The problem with using all levels, and our solution
As the example suggests, choosing just one level might not be ideal. But what about using all of them? That, too, can cause problems:
High time and memory cost – Using every level means more categorical variables, often with many unique values. This increases model size, training time, and memory usage.
Overfitting – More granular levels tend to have many rare categories, which can cause overfitting.
Multicollinearity – In GLMs, one-hot encoding all levels can lead to convergence errors, since higher-level variables may be linear combinations of lower-level ones.
Difficult interpretation – Coefficients can depend on each other, making interpretation unstable and inconsistent.
So, what’s the alternative?
At Earnix, we developed the Hierarchical Level Selector, part of our Preprocessing Hub lab. This algorithm automatically collapses a hierarchical set of categorical features into a single, optimized column for modeling.
It evaluates each level in the hierarchy to decide whether its lower levels add meaningful information or can be merged into their parent. This approach mitigates the issues above—reducing overfitting, eliminating collinearity, improving interpretability, and significantly speeding up training.
How does it work?
The important thing to note here is that the algorithm is target-based, so it works per model. We start by representing the categories as a hierarchical tree. Then, moving from the bottom up, we process each level:
For the current level, the data is filtered and split into training and validation sets.
A grid of category subsets is created based on credibility - a function of both the number of observations in each category and the variability of the target within it.
Using predictive performance on the validation set, we determine which categories remain separate and which should be merged into their parent level.
This process continues until we reach the root.
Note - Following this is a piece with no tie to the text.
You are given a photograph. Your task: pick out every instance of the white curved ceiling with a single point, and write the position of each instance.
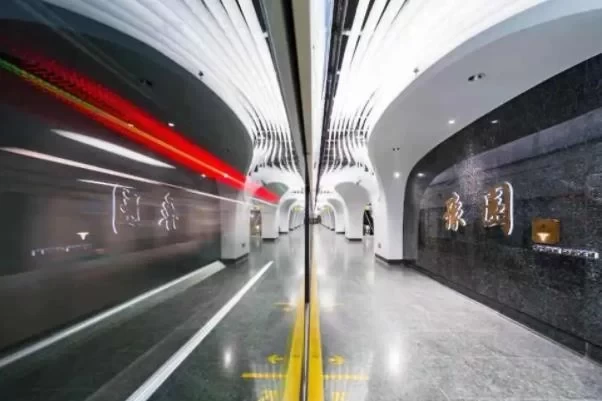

Categories merged all the way up to the root are labeled as “Other.”
Example:
Let’s take a simplified insurance example with the hierarchy Car Brand → Car Model, and assume we’re predicting claim cost.
For some brands (say, Toyota), most models might be merged into “Toyota” because they behave similarly in terms of claim cost, except for a few high-end or low-end outliers. For others (like BMW), each model might remain distinct due to large differences between them. If two smaller brands (Skoda and Seat, for example) show very similar behavior, they might both be merged into “Other.”
The result is a single new column (let’s call it Vehicle Definition) that captures the optimal level of granularity for predictive modeling. Instead of debating whether to use Brand, Model, or both, we can simply use this new derived column. It provides better performance, accuracy, and explainability.
Implementation in Earnix
In Earnix’s Preprocessing Hub lab, the final output of Hierarchical Level Selector is a formula that maps hierarchical values to a single optimized category.
The lab interface visualizes the result with a pie chart showing the proportion of categories retained at each level of the hierarchy. This provides transparency and helps users understand how their data was reduced.
Conclusion: Tackling the hierarchy challenge
The Hierarchical Level Selector offers several clear advantages over traditional approaches:
Dimensionality reduction: One column instead of many, with fewer total categories.
Data-driven optimization: Combines statistical and ML techniques to select the most meaningful levels for the current modeling task.
Explainability: In GLMs, coefficients become more stable and interpretable.
When you’re building a model that involves hierarchical categorical data, Hierarchical Level Selector can be an invaluable preprocessing step - making your models faster, cleaner, and easier to understand. Give it a try in the Preprocessing Hub!